Of course this is a romantic view, don’t get me wrong, my head of year is forever telling me to calm down when I sulk over having to use purple pens to mark learning or when I’ve spent an entire evening planning a lesson that gets pushed back to “another day” because of a corridor conversation. But the truth of the matter is, the 30 children in my care, the hundreds I have had the pleasure to work with and the thousands that pass through my mark book during my career is why I do this job. It’s why I get up every morning and it’s why I don’t whine at the end of the school holidays!
Working in Year 6 this year has been a challenging year and also a great year to complete my NQT year. We have taught a curriculum that is new to children and staff alike, we are trying, ourselves, to define the difference between determiners and pronouns and how these differ from an article and we have been preparing writing based on a best guess until government materials, that appear to be wholly contrived, move the goal posts and challenge even our most adept writers.
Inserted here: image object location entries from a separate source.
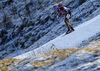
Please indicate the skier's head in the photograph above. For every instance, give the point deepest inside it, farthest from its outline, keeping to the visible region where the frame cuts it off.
(55, 8)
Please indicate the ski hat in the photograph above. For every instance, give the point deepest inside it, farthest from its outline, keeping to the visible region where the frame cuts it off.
(55, 7)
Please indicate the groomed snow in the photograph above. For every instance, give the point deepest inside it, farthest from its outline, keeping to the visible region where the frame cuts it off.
(82, 32)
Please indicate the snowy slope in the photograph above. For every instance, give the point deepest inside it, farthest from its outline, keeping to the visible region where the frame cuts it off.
(82, 33)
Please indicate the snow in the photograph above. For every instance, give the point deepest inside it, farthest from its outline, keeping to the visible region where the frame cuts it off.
(82, 33)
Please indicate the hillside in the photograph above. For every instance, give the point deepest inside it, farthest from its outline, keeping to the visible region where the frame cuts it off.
(32, 22)
(62, 56)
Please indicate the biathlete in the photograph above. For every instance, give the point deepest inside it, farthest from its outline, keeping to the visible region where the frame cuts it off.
(64, 11)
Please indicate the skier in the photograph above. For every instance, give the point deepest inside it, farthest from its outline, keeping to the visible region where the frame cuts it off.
(64, 11)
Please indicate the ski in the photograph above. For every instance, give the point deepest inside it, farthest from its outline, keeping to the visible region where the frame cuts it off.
(67, 33)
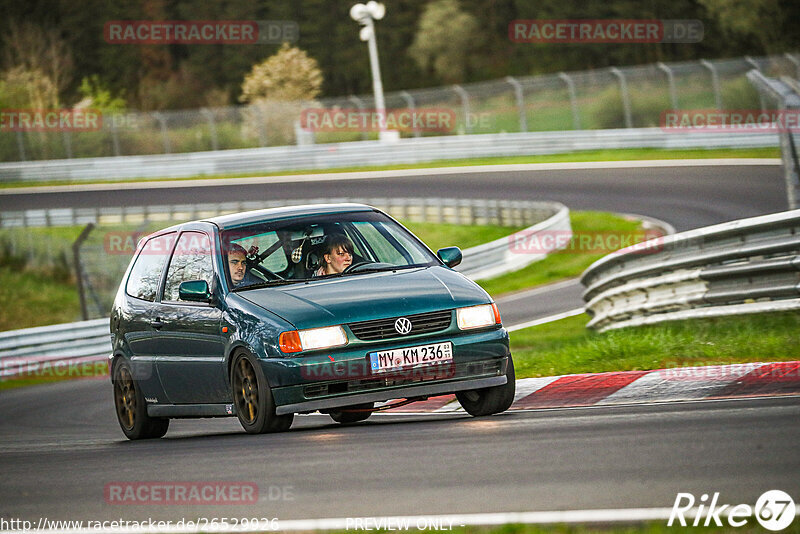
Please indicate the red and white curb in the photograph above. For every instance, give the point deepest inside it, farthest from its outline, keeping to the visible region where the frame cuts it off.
(638, 387)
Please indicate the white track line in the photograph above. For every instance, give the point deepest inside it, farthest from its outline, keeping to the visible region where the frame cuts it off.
(543, 320)
(362, 175)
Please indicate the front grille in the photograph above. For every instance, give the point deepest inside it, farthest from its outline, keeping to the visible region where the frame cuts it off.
(421, 323)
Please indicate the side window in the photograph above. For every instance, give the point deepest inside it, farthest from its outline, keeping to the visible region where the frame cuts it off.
(146, 272)
(190, 261)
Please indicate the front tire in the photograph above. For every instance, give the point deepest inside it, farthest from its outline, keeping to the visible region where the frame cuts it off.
(488, 401)
(131, 407)
(346, 417)
(255, 406)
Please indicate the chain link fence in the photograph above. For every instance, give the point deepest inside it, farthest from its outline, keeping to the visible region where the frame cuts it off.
(95, 256)
(627, 97)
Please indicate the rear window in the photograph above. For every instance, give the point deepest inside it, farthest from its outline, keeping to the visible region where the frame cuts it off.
(146, 273)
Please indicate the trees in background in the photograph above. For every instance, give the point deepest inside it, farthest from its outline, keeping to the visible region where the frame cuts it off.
(49, 47)
(276, 90)
(446, 40)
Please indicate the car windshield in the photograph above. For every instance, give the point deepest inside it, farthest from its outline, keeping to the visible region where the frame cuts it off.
(283, 252)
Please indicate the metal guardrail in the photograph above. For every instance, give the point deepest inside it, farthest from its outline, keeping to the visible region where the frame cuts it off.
(499, 257)
(31, 349)
(612, 97)
(739, 267)
(437, 210)
(369, 153)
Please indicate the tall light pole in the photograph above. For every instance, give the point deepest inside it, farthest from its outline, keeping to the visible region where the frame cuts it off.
(366, 15)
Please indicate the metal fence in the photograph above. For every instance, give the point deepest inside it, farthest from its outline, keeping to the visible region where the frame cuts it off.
(785, 94)
(745, 266)
(369, 153)
(59, 349)
(629, 97)
(42, 238)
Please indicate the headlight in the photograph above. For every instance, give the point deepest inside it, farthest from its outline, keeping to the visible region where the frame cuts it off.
(478, 316)
(312, 339)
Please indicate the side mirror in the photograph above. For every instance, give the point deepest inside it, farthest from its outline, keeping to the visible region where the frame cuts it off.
(194, 291)
(450, 256)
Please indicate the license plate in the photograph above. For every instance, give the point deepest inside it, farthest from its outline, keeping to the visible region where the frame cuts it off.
(421, 355)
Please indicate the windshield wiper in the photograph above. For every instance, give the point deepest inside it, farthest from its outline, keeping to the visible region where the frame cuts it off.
(269, 283)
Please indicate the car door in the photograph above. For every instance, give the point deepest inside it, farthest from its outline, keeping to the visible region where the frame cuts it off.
(191, 362)
(140, 308)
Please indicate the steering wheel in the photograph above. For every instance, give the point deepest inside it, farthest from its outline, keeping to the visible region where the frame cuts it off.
(263, 270)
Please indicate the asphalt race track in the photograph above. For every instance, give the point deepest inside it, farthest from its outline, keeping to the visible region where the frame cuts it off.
(60, 447)
(60, 444)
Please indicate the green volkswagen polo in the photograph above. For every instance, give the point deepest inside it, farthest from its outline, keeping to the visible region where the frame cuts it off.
(335, 308)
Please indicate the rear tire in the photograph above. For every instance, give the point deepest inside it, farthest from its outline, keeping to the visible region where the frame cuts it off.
(492, 400)
(346, 417)
(131, 408)
(252, 397)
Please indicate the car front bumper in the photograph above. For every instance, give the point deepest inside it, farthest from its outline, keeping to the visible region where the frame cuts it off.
(324, 382)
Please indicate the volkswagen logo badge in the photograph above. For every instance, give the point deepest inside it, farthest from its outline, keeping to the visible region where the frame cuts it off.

Every teacher works incredibly hard but I do feel that this year has been quite exceptional for my fellow Year 6 colleagues around the country.
However, if you still spend nearly every waking moment thinking about your class and wake up with that positive feeling “what will they achieve today?” then you are joined by the majority of amazing teachers that keep smiling through the educational storms and will continue to make the difference that you vowed to do when you started in the job.
If you do not feel like this, if you have already given up for the year or if you are desperate for the next holiday season, maybe a refocus is required – ask yourself “Why do we do this?”